By Geneive Abdo & Firas Maksad
People shout slogans during a protest in the city of Najaf, Iraq July 27, 2018. REUTERS/Alaa al-Marjani

The skeptics questioning whether Saudi Arabia’s conspicuous overtures during the last year and a half to improve bilateral relations with Iraq will bear fruits, after twenty-five years of estrangement, may now have to reconsider their doubts.

Saudi Arabia and Iraq are engaging in a flurry of activity that is proof both sides are now fully on board efforts to establish stronger ties. Saudi Arabia opened a consulate in Baghdad April 4th.

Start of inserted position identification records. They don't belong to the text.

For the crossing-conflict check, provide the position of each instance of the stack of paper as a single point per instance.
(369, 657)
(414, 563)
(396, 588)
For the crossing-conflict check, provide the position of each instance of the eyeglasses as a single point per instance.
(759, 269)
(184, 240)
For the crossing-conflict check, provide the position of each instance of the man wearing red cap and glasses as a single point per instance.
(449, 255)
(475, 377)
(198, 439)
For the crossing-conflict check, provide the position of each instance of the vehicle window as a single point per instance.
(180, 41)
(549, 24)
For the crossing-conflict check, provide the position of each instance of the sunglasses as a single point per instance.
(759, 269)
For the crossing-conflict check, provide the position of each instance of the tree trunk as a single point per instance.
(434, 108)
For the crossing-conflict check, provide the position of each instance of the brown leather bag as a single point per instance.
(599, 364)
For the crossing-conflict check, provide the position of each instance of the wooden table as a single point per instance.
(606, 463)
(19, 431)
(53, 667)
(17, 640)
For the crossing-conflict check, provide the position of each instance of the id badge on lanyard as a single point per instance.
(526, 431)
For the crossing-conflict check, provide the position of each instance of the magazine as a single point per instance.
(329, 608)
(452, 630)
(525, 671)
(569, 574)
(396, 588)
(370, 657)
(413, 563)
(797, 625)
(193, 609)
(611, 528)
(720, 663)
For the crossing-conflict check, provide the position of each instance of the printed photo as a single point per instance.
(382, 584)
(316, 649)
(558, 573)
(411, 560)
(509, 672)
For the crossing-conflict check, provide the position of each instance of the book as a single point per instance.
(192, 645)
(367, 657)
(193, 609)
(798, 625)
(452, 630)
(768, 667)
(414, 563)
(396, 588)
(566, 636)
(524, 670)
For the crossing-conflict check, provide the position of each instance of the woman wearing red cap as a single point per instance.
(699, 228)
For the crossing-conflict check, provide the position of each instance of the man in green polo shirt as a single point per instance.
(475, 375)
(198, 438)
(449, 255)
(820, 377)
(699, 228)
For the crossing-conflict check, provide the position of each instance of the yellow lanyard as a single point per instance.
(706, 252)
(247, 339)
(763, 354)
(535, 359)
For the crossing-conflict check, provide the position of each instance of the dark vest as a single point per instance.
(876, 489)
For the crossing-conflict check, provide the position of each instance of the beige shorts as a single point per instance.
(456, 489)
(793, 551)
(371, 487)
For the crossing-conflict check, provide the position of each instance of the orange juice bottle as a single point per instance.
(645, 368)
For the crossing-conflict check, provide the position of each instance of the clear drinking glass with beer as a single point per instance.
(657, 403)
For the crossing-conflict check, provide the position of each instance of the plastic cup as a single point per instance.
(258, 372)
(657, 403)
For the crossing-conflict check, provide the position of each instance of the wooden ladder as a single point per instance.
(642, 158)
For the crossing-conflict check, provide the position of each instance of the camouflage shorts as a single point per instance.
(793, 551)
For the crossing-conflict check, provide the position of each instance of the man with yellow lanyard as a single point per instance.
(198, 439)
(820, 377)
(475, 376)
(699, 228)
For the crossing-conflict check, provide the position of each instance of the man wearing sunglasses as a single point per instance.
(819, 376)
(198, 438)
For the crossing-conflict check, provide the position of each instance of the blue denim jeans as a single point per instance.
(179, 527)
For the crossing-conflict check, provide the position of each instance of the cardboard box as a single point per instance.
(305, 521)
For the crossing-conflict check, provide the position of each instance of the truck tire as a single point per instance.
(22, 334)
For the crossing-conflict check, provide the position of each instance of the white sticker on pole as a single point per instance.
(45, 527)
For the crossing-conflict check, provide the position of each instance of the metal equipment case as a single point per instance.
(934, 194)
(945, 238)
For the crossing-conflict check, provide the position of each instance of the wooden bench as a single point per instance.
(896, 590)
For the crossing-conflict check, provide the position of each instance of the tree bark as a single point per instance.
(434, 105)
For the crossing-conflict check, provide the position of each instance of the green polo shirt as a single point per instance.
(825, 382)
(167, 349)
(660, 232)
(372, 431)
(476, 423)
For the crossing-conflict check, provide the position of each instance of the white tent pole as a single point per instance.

Perhaps the most geopolitically significant gift to date from the Saudis is a promise, reportedly made on April 4, to hook Iraq up to the Saudi electrical grid as part of a Saudi investment project.

Prime Minister Adel Abdul-Mahdi is planning an official visit to the kingdom April 17, according to media reports. And, trade delegations are shuttling back and forth between the two countries.

The Shia-dominated Iraqi government has much to gain by developing better relations with Sunni-ruled Saudi Arabia. Despite growing domestic opposition to Iranian interference, Baghdad may not be able to curtail Tehran’s military might inside Iraq. However, Saudi Arabia and its Arab allies could help reduce Iraq’s economic dependence on Iran. For the Middle East, recently engulfed in sectarian wars in Syria and Iraq between Shia and Sunni, the budding rapprochement is a particularly significant sign that geopolitics trumps sectarianism. Saudi Arabia understands that the wisest strategy for competing with Iran in Iraq is through a smaller footprint, one that is based upon economic, not military or political, ties.